A spokesperson for the Vedanta group said the report was “a malicious combination of selective misinformation and baseless allegations” and that its authors issued it without contacting the group.

Vedanta, which is a major producer of zinc, aluminium, copper, and oil and gas, plans to split into multiple separate entities and said in 2024 that it aims to cut its debt pile by $3 billion in three years. The company’s stock initially plunged 8 per cent intra-day before trimming the losses to end the day with a cut of 3.38 per cent only.

Viceroy Research LLC, which identifies itself as an investigative financial research group registered in Delaware USA, was formed by Fraser John Perring with Australian partners Aiden Lau and Gabriel Bernarde in 2016.

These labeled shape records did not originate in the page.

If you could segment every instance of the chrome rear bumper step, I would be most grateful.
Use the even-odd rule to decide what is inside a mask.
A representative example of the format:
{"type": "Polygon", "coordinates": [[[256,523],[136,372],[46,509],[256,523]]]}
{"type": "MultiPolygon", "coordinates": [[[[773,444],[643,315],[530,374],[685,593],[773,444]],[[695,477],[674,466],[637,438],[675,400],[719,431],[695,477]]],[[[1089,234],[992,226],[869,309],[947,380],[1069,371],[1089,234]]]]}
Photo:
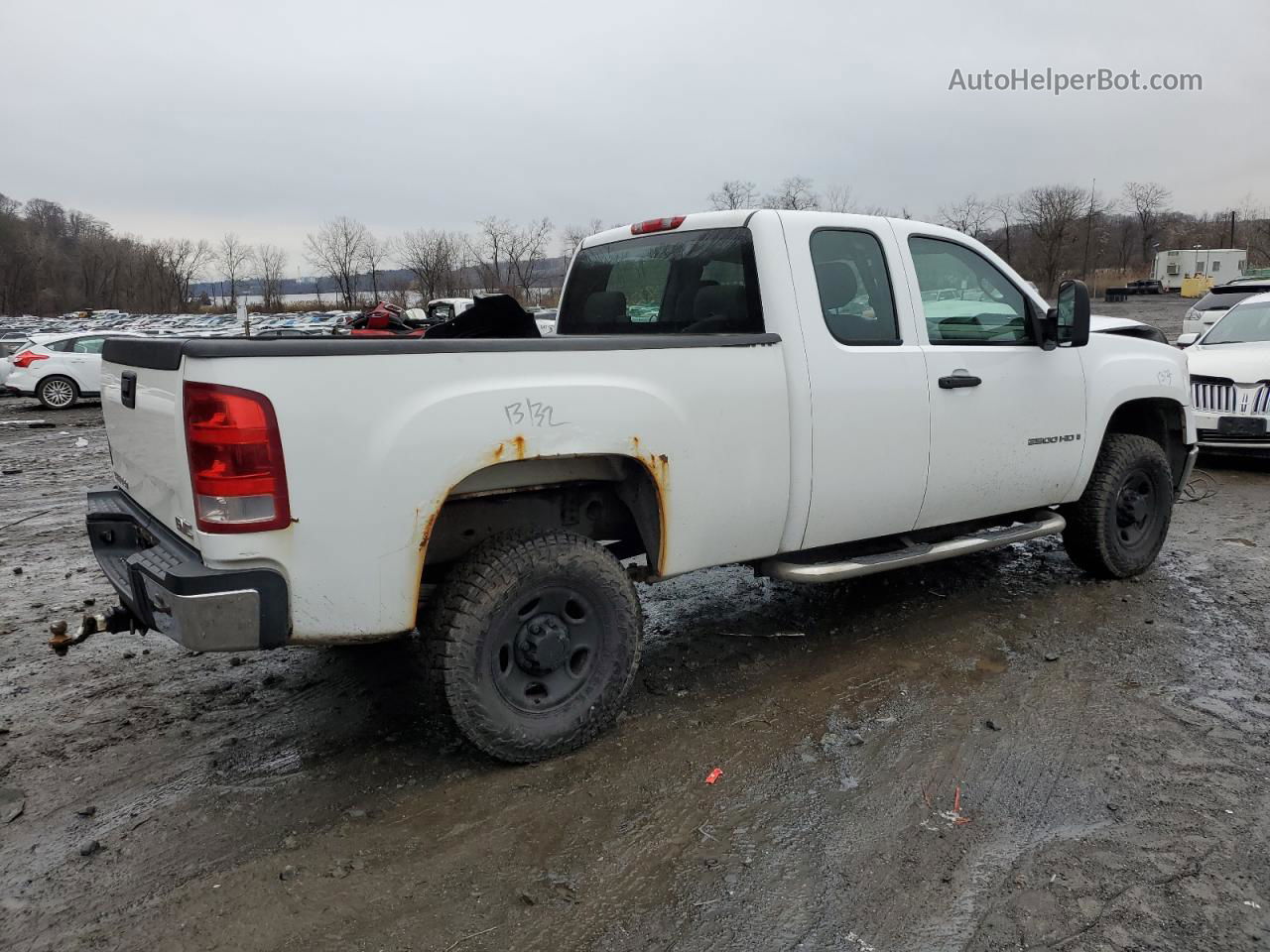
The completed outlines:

The short seller, whose work on Germany’s payment giant Wirecard, established the firm’s credential in the financial market, said to service its own debt burden of $4.9 billion, the parent is forcing the operating company (Indian subsidiary) to take on ever-increasing leverage and deplete its cash reserves.

This looting erodes the fundamental value of Vedanta, which constitutes the primary collateral for VRL’s own creditors, it added. “Consequently, VRL’s actions to meet its short-term obligations directly impair its creditors’ long-term ability to recover their principal, a situation that resembles a Ponzi scheme,” it said, adding that this arrangement has pushed the entire group to the brink of insolvency.

Vedanta approved dividends worth 75,800 crore ($8.8 billion) in the last four fiscal years, while its unit Hindustan Zinc declared 57,300 crore as dividends over the same period, exchange filings show. Vedanta Resources holds 56.38 per cent in Vedanta and 61.62 per cent in Hindustan Zinc.

Vedanta said the Viceroy report “only contains compilation of various information which is already in the public domain” and alleged that the “timing of the report is suspect”.